J’ai été particulièrement étonné lors du démâtage du trimaran de BMW Oracle Racing (les photos du démâtage). Ils nous vantent leurs systèmes de mesure avec plus de 2000 points enregistrés par seconde mais il n’a pas réussi à alerter les marins qu’ils poussaient la bête trop loin. Depuis j’ai appris que l’électronique n’était pas connecté lors de cette navigation…

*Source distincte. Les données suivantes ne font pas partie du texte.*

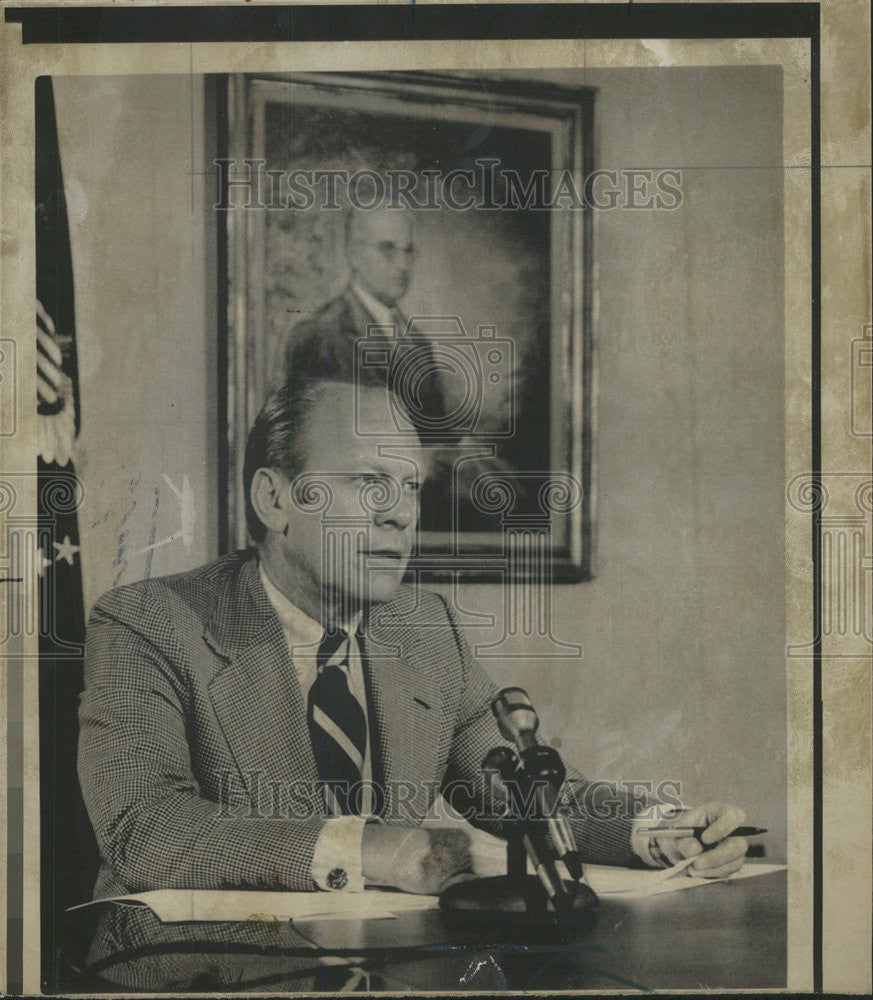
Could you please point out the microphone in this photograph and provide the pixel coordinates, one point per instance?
(542, 766)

L’autre exemple notable dans l’actualité c’est Groupama 3. Il y a plus d’un an, le trimaran géant de Franck Cammas casse son flotteur et chavire au large de la Nouvelle Zélande. Les ingénieurs sont inquiets, ils n’ont aucune information sur le pourquoi du comment. Il a été donc décidé lors de son retour de mieux instrumenter le voilier géant. Bizarrement dans un reportage lors de la dernière tentative de Jules Verne (novembre 2009), nous pouvons voir Thomas Coville vérifier à la torche l’état de la structure des flotteurs. A priori, il n’y a pas de problème mais malheureusement le lendemain, Franck décidait d’abandonner suite à une faiblesse sur la structure…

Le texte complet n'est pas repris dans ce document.